2. Bölüm..
'Got me looking so crazy right now, your love's... Got me looking so crazy right now... Got me looking so crazy right now, your touch... Got me looking so crazy right now... Got me hoping you'll page me right now, your kiss...'
Crazy in love...
Meşhur filmden sonra nasıl da diline dolanmıştı tüm dünyanın... Derman kalmayan dizlerimle sırtımı yasladığım duvardan usulca yere kaydığımda, hâlâ kulaklarımı çınlatıyordu Beyonce'un ateşli yorumu...

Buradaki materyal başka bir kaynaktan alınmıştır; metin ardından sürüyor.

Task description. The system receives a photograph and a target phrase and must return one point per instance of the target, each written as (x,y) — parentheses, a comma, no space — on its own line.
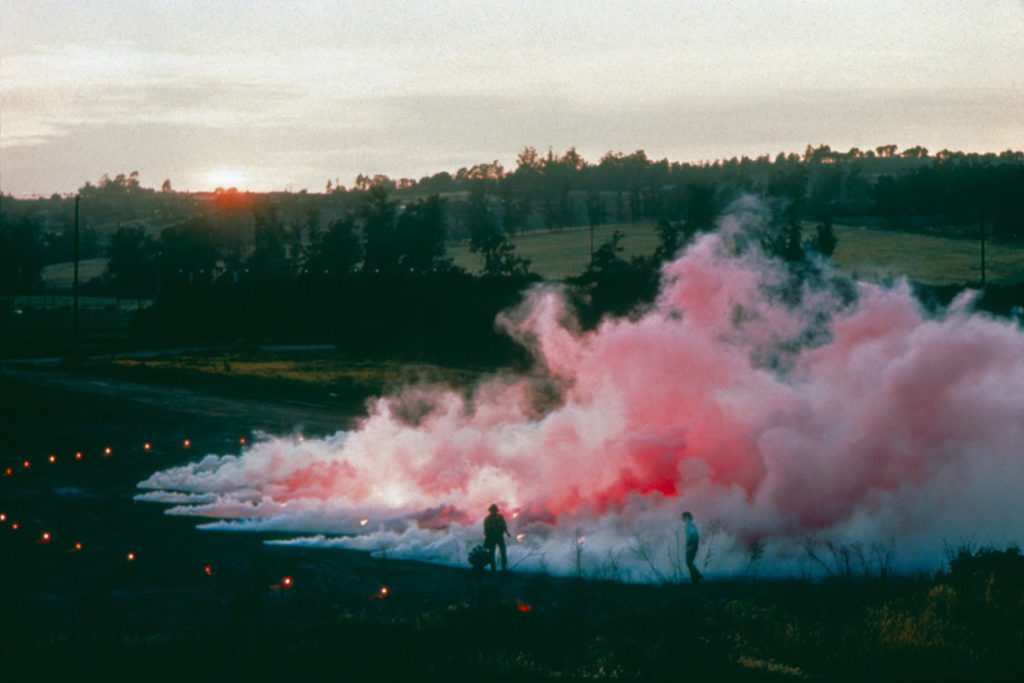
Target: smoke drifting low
(852,418)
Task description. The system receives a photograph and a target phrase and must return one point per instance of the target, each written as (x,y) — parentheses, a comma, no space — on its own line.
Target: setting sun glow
(224,177)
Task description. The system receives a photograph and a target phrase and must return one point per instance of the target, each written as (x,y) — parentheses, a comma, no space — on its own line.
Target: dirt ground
(147,596)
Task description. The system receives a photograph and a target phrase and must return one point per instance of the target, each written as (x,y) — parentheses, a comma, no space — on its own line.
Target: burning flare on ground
(782,413)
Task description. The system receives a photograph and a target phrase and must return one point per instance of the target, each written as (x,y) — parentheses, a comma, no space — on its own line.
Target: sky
(287,95)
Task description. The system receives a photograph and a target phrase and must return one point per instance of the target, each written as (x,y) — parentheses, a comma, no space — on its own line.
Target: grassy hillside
(566,252)
(869,254)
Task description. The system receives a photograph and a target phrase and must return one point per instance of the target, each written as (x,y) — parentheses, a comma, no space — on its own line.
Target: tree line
(156,239)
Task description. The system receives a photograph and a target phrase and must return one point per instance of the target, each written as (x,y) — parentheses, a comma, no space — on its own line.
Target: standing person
(692,543)
(495,530)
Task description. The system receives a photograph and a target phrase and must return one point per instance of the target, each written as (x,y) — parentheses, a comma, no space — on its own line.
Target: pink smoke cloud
(892,424)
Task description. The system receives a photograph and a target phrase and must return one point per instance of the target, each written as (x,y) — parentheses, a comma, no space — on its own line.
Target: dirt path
(270,415)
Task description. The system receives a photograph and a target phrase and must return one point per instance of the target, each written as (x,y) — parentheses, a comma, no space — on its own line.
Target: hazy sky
(266,95)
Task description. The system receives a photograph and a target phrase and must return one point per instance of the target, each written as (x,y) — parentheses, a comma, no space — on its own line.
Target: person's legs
(505,561)
(695,574)
(489,545)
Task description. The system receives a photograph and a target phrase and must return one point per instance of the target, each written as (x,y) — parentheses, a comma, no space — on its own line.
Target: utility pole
(75,342)
(982,248)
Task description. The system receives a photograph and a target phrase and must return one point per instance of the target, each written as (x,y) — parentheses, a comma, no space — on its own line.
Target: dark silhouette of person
(692,543)
(495,530)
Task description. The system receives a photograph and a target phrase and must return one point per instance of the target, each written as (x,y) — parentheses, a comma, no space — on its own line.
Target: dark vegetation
(366,267)
(93,614)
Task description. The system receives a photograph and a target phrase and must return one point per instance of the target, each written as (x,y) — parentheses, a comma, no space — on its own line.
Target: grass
(60,275)
(878,255)
(308,374)
(869,254)
(565,253)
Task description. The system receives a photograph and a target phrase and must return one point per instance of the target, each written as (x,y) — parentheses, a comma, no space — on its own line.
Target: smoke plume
(800,421)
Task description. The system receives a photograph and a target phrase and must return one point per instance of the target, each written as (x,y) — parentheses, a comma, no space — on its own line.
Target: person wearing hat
(495,530)
(692,543)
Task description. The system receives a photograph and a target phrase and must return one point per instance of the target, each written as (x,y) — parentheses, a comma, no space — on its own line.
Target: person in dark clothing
(495,530)
(692,543)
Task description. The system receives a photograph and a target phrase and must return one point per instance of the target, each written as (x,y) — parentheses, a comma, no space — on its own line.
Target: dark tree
(186,253)
(421,235)
(336,250)
(485,239)
(824,240)
(20,254)
(701,209)
(382,247)
(131,256)
(269,256)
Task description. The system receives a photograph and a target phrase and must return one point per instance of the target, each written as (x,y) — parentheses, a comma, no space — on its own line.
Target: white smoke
(847,426)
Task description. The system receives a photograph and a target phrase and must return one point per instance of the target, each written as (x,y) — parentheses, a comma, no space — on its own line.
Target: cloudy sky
(268,95)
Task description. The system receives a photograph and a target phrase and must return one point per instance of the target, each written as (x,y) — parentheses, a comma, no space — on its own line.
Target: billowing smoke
(811,423)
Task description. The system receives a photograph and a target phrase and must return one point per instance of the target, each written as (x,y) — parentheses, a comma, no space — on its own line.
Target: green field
(868,254)
(59,275)
(880,254)
(566,252)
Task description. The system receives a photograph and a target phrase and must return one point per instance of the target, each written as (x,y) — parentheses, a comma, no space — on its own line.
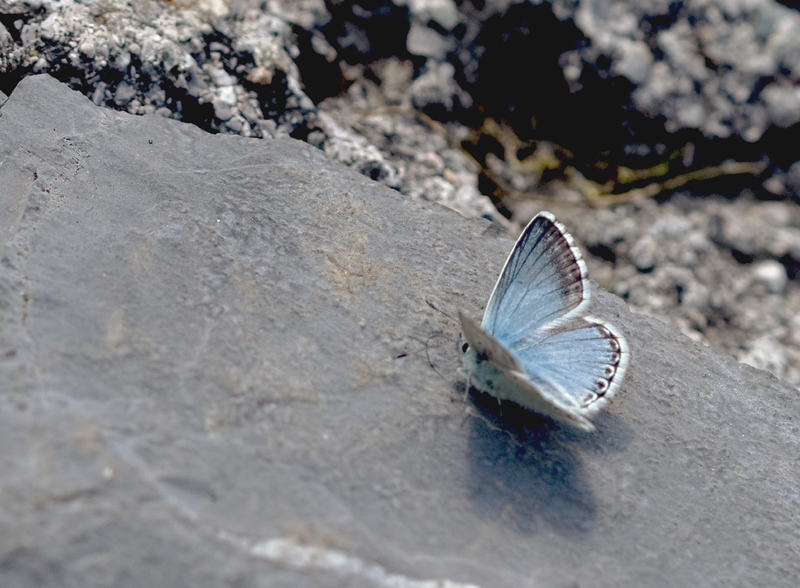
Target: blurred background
(663,134)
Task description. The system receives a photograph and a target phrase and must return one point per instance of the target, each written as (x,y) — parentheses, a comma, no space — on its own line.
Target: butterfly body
(536,346)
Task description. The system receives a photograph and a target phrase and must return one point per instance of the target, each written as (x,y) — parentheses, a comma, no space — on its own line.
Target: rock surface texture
(220,367)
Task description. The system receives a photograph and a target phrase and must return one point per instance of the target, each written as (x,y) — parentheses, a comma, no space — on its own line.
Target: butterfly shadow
(527,471)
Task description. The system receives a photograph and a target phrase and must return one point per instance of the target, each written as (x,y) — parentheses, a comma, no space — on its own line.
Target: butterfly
(536,345)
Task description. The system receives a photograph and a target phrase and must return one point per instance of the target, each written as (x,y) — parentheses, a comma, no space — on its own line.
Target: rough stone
(220,366)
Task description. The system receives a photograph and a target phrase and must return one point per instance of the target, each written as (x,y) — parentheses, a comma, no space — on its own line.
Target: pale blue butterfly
(536,346)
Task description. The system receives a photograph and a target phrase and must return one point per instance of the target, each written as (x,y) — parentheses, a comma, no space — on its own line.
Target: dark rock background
(221,365)
(680,117)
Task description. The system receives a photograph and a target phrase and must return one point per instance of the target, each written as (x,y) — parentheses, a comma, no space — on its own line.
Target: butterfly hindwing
(584,360)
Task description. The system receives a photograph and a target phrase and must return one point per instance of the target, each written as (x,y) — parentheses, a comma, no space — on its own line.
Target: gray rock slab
(219,366)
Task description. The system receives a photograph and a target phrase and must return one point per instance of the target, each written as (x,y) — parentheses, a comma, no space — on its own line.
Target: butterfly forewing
(543,283)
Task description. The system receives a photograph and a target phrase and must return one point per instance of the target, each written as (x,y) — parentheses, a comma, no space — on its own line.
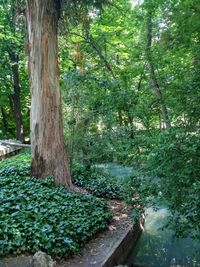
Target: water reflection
(158,248)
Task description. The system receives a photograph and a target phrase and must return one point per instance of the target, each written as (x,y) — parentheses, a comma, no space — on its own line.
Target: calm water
(157,247)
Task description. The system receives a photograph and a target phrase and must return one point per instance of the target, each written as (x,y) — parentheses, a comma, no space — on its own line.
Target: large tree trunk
(154,81)
(47,140)
(16,97)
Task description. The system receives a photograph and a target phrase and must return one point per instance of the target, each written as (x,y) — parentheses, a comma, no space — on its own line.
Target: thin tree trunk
(154,81)
(4,120)
(16,97)
(47,139)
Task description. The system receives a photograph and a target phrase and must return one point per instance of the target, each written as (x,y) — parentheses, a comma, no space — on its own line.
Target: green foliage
(97,181)
(36,215)
(16,166)
(175,159)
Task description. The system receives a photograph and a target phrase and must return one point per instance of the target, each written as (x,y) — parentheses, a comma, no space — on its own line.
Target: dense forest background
(130,85)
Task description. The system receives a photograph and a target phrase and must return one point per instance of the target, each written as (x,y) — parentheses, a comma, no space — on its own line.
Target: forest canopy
(130,90)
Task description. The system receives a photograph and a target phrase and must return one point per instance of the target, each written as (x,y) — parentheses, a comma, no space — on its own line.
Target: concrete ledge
(110,248)
(122,249)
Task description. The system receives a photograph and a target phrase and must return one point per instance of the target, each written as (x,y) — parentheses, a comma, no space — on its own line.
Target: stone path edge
(122,249)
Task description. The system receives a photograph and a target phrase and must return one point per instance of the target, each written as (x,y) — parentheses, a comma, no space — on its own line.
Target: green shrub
(97,181)
(18,165)
(36,215)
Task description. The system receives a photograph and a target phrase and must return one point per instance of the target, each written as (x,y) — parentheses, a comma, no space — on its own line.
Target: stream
(157,247)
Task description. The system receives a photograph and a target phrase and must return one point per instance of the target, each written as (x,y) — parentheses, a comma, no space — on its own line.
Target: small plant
(36,215)
(16,166)
(97,181)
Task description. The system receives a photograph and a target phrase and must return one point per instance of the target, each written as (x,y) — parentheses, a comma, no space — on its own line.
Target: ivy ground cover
(36,215)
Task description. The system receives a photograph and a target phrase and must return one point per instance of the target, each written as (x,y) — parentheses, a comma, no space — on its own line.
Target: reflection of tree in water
(157,248)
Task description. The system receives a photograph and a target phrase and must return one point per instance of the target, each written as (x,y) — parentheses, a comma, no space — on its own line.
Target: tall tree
(47,140)
(154,80)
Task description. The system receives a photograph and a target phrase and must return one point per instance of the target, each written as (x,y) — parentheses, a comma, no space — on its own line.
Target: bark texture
(15,97)
(154,81)
(47,140)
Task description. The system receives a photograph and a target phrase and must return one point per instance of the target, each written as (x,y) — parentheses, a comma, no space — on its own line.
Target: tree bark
(15,97)
(4,120)
(47,139)
(154,81)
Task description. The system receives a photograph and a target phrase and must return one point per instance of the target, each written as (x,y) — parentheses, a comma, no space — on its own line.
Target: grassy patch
(97,181)
(36,215)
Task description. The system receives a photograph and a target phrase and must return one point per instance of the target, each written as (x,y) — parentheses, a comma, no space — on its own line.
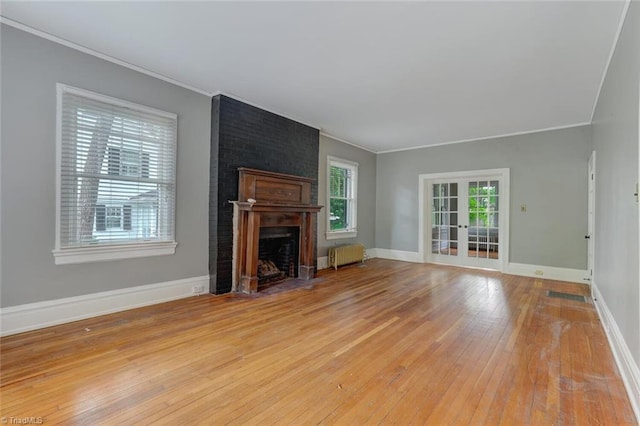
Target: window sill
(112,252)
(335,235)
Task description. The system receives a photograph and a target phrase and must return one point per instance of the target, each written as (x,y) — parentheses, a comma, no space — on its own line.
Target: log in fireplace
(274,206)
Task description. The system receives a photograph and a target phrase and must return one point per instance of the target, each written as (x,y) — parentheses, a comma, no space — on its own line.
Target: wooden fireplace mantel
(271,199)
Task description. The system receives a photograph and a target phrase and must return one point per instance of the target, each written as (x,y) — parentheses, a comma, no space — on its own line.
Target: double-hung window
(342,198)
(116,166)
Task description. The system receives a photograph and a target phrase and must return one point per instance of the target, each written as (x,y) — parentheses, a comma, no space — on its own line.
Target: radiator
(343,255)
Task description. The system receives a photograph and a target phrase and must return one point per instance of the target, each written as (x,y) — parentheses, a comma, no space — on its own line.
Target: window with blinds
(116,178)
(342,198)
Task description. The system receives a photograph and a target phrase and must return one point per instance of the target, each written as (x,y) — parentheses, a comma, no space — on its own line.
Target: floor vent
(559,295)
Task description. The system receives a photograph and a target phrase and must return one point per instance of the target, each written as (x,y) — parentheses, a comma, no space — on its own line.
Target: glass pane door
(465,222)
(483,207)
(444,219)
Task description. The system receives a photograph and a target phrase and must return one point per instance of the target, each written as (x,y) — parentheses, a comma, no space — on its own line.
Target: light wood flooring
(384,343)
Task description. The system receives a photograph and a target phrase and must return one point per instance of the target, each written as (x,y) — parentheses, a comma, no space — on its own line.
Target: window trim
(106,252)
(351,232)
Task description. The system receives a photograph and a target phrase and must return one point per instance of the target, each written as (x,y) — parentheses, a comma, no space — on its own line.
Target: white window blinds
(116,164)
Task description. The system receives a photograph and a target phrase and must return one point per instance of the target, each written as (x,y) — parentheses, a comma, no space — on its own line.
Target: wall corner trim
(32,316)
(548,272)
(629,370)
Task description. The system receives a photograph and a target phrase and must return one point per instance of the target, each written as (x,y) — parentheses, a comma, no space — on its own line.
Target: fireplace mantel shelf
(274,207)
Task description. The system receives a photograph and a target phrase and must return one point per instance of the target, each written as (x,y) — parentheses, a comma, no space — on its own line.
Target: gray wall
(548,174)
(366,192)
(616,139)
(31,67)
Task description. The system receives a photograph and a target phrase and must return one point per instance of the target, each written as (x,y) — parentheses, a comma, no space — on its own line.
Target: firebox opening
(277,254)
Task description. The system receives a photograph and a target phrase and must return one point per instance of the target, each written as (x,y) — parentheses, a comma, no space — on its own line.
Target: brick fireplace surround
(243,135)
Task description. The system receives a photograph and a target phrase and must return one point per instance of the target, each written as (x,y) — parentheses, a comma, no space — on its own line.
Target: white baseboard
(629,370)
(548,272)
(323,262)
(31,316)
(406,256)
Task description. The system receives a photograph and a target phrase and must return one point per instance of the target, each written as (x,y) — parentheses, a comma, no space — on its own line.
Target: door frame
(424,210)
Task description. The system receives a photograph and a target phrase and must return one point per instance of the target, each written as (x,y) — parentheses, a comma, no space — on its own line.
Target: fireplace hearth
(273,229)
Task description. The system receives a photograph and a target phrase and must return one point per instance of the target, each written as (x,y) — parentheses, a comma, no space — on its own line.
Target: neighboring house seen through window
(116,178)
(342,198)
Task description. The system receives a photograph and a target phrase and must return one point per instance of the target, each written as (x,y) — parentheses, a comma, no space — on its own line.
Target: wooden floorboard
(384,343)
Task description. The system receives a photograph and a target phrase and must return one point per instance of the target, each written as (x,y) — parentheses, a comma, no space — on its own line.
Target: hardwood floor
(389,342)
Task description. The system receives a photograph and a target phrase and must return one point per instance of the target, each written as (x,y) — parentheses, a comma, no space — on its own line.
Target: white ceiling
(382,75)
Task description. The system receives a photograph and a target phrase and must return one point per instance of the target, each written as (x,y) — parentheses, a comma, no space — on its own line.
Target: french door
(465,223)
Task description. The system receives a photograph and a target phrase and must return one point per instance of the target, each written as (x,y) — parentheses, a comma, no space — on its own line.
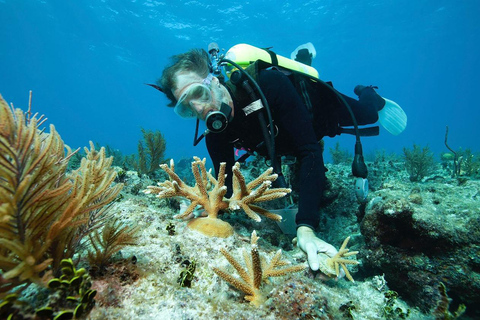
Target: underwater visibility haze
(87,61)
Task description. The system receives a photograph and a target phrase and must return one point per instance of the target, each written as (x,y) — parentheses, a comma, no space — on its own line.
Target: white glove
(311,245)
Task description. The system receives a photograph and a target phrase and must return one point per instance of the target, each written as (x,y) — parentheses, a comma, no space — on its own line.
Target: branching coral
(257,270)
(209,193)
(331,266)
(44,212)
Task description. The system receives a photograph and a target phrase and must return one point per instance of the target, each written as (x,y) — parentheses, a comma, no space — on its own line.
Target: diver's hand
(311,245)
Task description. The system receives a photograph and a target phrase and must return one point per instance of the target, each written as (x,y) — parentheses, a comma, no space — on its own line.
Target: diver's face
(196,96)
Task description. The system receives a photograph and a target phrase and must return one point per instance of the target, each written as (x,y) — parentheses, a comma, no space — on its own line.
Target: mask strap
(208,80)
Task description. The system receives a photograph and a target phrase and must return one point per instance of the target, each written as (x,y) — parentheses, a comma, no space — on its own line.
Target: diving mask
(195,99)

Birkaç hafta önce birlikte aldığımız ses sistemini düşündüm.
'Seninle baş başa dans etmek istiyorum,' demişti... 'Birlikte film izlerken kullanırız... Birlikte sinemada izleyemediğimiz filmleri burada, baş başa izleriz...'
Saatlerce dolaşmıştık en iyisini bulmak için... Görünen o ki değmişti... Hakikaten de en iyisini almıştık...
'Got me hoping you'll save me right now... Looking so crazy in love's...'
Büşra'yla üzerimizde pijamalarla uyumak nedir bilmeden sabahladığımız bir geceyi düşündüm sonra... Kız kıza, utana sıkıla da olsa edilen o arsız muhabbetlerden birine düşmüştük...
'Evlendiğimde kocamla tıpkı o filmdeki gibi etrafı saran tutkulu bir şarkı eşliğinde sevişmek istiyorum,' demişti... Ben kızaran yüzümle elimdeki yastığı ona fırlatıp kıkırdarken, Büşra omuz silkip müstehcen hayallerine dalmıştı... Gülüp geçmiştim o haline... Yapardı elbet, kocasıyla ne yaşayacağı kimi ilgilendirirdi?
Dediğini yapmıştı... Benden eksilen, ona eklenen bir fazlayla... Gelecekteki kocasıyla değil, gelecekte kocam olacağını düşlediğim adamla...
'Got me looking, got me looking so crazy in love...'
Şarkı güzeldi. Şarkı tutkuluydu. Eşiğin ardından gelen sesler de öyle... Her şey buraya aitti... Sesler... Çığlıklar... Şarkı... Şehvet...
Bir tek bendim buraya ait olmayan... Kusursuz bir tabloya fırçanın ucundan kazara damlayan saçma bir renk gibi kalakalmıştım eşiğin dibinde. Gözlerim yanıyordu ama bir damla bile akmamıştı yanaklarıma. Başımı ardı ardına yaslandığım duvara vuruyordum ama sızı saçlarımın arasından değil, göğsümün altından geliyordu.
Saniyelerdir çalmaya devam eden şarkı bitip de yerine bir başkası çalmaya başladığında, arada sessizlikle geçen o iki saniyede donup kaldım. Yine...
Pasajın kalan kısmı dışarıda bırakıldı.